Harriet had eaten little. As a child her weight had been on the low side of normal, not because she had food issues, but simply because she couldn’t seem to push it past the lump of tension wedged in her throat and chest. She’d willed mealtimes to be over as fast as possible so she could escape back to her room. Sometimes she’d ended up under the table, hiding while the battle raged above her head.
Now, she wanted fine dining and good conversation. Instead of shouting, she wanted to hear the clink of glass and the hum of laughter. She wanted everyone relaxed and focused on the food, instead of glancing at the time and wondering how quickly they could escape.
In her later teenage years she’d used candles as a method of calming herself, and it had been easy enough to add those to a meal table.
Her brother Daniel had teased her for creating a romantic atmosphere, and she’d admitted that it had nothing at all to do with romance and everything to do with her own rituals for keeping calm in a situation she’d always found stressful.
What if she’d found candles and matches? In all probability she would have used them, and Ethan would have come home to fine dining and candlelight. She would have had a big problem explaining her way out of that one.
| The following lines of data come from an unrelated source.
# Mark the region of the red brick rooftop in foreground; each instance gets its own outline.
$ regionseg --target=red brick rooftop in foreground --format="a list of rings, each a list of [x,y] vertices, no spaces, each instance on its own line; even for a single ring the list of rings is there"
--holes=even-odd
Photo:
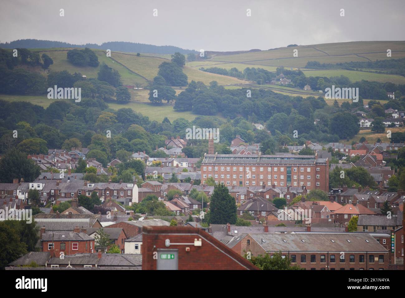
[[[201,230],[183,226],[144,227],[142,269],[155,270],[160,266],[159,269],[179,270],[258,270]]]

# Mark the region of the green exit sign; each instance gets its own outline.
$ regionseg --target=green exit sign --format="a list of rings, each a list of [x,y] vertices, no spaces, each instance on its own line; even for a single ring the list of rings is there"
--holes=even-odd
[[[175,255],[173,253],[162,253],[160,258],[163,260],[171,260],[175,258]]]

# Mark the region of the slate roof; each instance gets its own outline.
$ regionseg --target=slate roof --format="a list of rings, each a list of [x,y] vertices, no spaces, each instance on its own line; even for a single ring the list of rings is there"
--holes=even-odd
[[[30,251],[13,261],[9,265],[23,266],[29,265],[32,262],[34,262],[40,266],[45,266],[45,263],[50,258],[51,253],[49,251]]]
[[[274,204],[264,199],[258,197],[256,199],[250,199],[238,208],[238,211],[277,211],[278,208]]]
[[[358,217],[357,225],[394,227],[397,225],[397,219],[396,217],[387,218],[386,216],[360,215]]]
[[[100,229],[98,228],[90,228],[86,230],[86,234],[90,235],[96,232]],[[103,228],[104,232],[108,235],[110,239],[117,239],[119,237],[121,232],[123,230],[122,228]],[[125,232],[124,232],[124,234]]]
[[[387,251],[368,234],[252,234],[250,236],[266,251]],[[262,239],[265,242],[262,241]]]
[[[43,241],[86,241],[93,238],[84,233],[73,232],[46,232],[42,234]]]
[[[98,266],[142,266],[142,255],[130,253],[103,253]]]

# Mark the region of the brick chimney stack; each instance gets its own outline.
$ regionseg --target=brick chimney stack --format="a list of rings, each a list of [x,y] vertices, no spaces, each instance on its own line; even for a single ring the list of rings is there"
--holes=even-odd
[[[214,154],[214,139],[212,133],[210,133],[208,139],[208,154]]]
[[[46,230],[45,229],[45,227],[43,227],[41,228],[39,234],[39,238],[42,239],[42,235],[45,234],[46,232]]]
[[[71,206],[72,207],[79,207],[79,199],[72,199]]]

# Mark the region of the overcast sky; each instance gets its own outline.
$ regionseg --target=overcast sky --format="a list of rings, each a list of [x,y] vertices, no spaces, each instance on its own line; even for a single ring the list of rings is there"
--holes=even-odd
[[[405,40],[404,0],[2,0],[0,41],[237,51]],[[64,9],[64,17],[59,10]],[[158,10],[153,17],[153,10]],[[252,16],[246,15],[246,10]],[[340,10],[345,9],[345,16]]]

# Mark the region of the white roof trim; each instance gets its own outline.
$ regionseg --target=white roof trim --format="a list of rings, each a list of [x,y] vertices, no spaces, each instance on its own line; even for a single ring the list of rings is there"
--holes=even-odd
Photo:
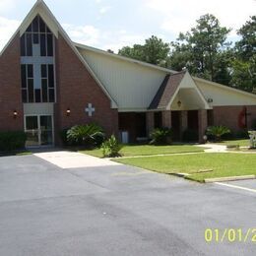
[[[222,85],[222,84],[219,84],[219,83],[216,83],[216,82],[212,82],[212,81],[209,81],[209,80],[206,80],[206,79],[202,79],[202,78],[197,78],[197,77],[192,77],[192,78],[195,81],[198,81],[198,82],[204,82],[204,83],[207,83],[207,84],[215,86],[215,87],[219,87],[219,88],[224,89],[224,90],[227,90],[227,91],[230,91],[230,92],[233,92],[233,93],[236,93],[236,94],[241,94],[241,95],[256,98],[256,95],[254,95],[252,93],[248,93],[248,92],[245,92],[245,91],[242,91],[242,90],[239,90],[239,89],[224,86],[224,85]]]
[[[175,99],[175,97],[176,97],[176,96],[177,96],[179,90],[180,90],[182,80],[185,78],[185,76],[190,76],[190,74],[188,73],[188,71],[186,71],[184,77],[181,79],[181,81],[180,81],[180,83],[179,83],[179,85],[178,85],[178,88],[176,89],[176,92],[174,93],[174,95],[172,96],[172,97],[170,98],[170,100],[169,100],[169,102],[168,102],[168,104],[167,104],[167,106],[166,106],[166,110],[171,110],[171,109],[170,109],[170,106],[171,106],[173,100]],[[191,76],[190,76],[190,77],[191,77]],[[199,95],[199,97],[202,99],[202,101],[203,101],[204,104],[205,104],[205,109],[210,109],[211,107],[209,106],[209,104],[208,104],[208,102],[206,101],[206,99],[205,99],[203,94],[202,94],[201,91],[198,89],[198,87],[197,87],[197,85],[196,85],[196,83],[194,82],[194,80],[193,80],[192,77],[191,77],[191,80],[193,81],[193,88],[196,90],[196,92],[197,92],[198,95]]]
[[[56,20],[56,18],[53,16],[53,14],[51,13],[51,11],[49,10],[49,8],[47,7],[47,5],[43,2],[43,0],[37,0],[36,3],[33,5],[33,7],[32,8],[32,10],[30,11],[30,13],[26,16],[25,20],[22,22],[22,24],[20,25],[20,27],[18,28],[18,30],[16,31],[16,32],[13,34],[13,36],[11,37],[11,39],[8,41],[8,43],[6,44],[6,46],[3,48],[3,50],[1,51],[0,56],[2,55],[2,53],[5,51],[5,49],[9,46],[9,44],[11,43],[11,41],[14,39],[14,37],[16,36],[16,34],[20,32],[20,30],[23,28],[23,26],[26,24],[26,22],[31,18],[31,16],[33,15],[35,8],[39,8],[39,7],[44,8],[44,10],[46,11],[46,13],[49,15],[49,18],[52,19],[52,21],[56,24],[59,32],[62,34],[62,36],[64,37],[64,39],[68,42],[69,46],[73,49],[73,51],[76,53],[76,55],[78,56],[78,58],[80,59],[80,61],[84,64],[84,66],[88,69],[88,71],[90,72],[90,74],[93,76],[93,78],[96,80],[96,82],[97,83],[97,85],[102,89],[103,93],[107,96],[107,97],[111,100],[111,107],[112,108],[117,108],[117,103],[113,100],[113,98],[111,97],[110,94],[107,92],[107,90],[105,89],[105,87],[101,84],[101,82],[98,80],[98,78],[96,76],[96,74],[94,73],[94,71],[91,69],[91,67],[89,66],[89,64],[87,63],[87,61],[85,60],[85,58],[80,54],[79,50],[77,49],[77,47],[74,45],[74,43],[72,42],[72,40],[70,39],[70,37],[68,36],[68,34],[66,33],[66,32],[62,29],[61,25],[59,24],[59,22]],[[45,22],[45,21],[44,21]]]
[[[129,61],[129,62],[139,64],[139,65],[142,65],[142,66],[145,66],[145,67],[148,67],[148,68],[153,68],[153,69],[157,69],[157,70],[160,70],[160,71],[163,71],[164,73],[167,73],[167,74],[178,73],[177,71],[174,71],[174,70],[171,70],[171,69],[162,68],[162,67],[160,67],[160,66],[157,66],[157,65],[154,65],[154,64],[150,64],[150,63],[147,63],[147,62],[143,62],[143,61],[140,61],[140,60],[124,57],[124,56],[121,56],[121,55],[118,55],[118,54],[115,54],[115,53],[110,53],[110,52],[107,52],[107,51],[104,51],[104,50],[101,50],[101,49],[97,49],[97,48],[95,48],[95,47],[92,47],[92,46],[88,46],[88,45],[85,45],[85,44],[81,44],[81,43],[78,43],[78,42],[73,42],[73,43],[76,47],[81,48],[81,49],[94,51],[96,53],[103,54],[103,55],[110,56],[110,57],[117,58],[117,59],[121,59],[121,60],[124,60],[124,61]]]

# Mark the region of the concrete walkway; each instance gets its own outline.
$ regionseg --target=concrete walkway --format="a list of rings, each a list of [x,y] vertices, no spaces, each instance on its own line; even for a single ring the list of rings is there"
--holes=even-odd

She could have told him it was the way she liked to live her life now. When she’d moved into an apartment with her sister, she’d immediately set about creating a space that felt safe and cozy. Plants, cushions, rugs—she was the one who had turned their place into a home, and although Fliss teased her and wouldn’t have watered a plant if her life depended on it, Harriet knew she’d enjoyed living there too.
Up until a few months ago, she’d shared almost every aspect of her life with her twin.
And she was missing that. Because a home was so much more than four walls, some pretty throw cushions and a few healthy plants, wasn’t it? A home was about the people. Atmosphere.
And right now her home was depressingly silent. She missed the feeling of coming home to someone.
Had that been part of the reason she’d accepted Ethan’s invitation to stay at his place? Had she been avoiding her own? Or had she secretly hoped that something might develop between them?
Pathetic, she muttered, and sat down in the chair by the window to eat her meal. Alone.
This was what Challenge Harriet was all about. If she had a problem with the way she was living her life, then she needed to fix it. And wanting things to go back to the way they were wasn’t a fix.
If she missed people then the answer was to fill her home with more people. It shouldn’t matter that Fliss wasn’t living with her anymore. She should simply make some calls and have people over. Maybe she should call Molly and suggest meeting for brunch. Or her friend Matilda. Except that Matilda was spending most of her time in the Hamptons with her new baby.
She needed to make new friends. Be self-sufficient and adventurous.
Maybe she ought to book a week away somewhere. She could go hiking. Get some fresh air. Snatch some time away from the city. A change of scene would be good.
She was pondering that when there was a tap on the door.
She put her spoon down, knowing this wasn’t a conversation she was going to be able to avoid.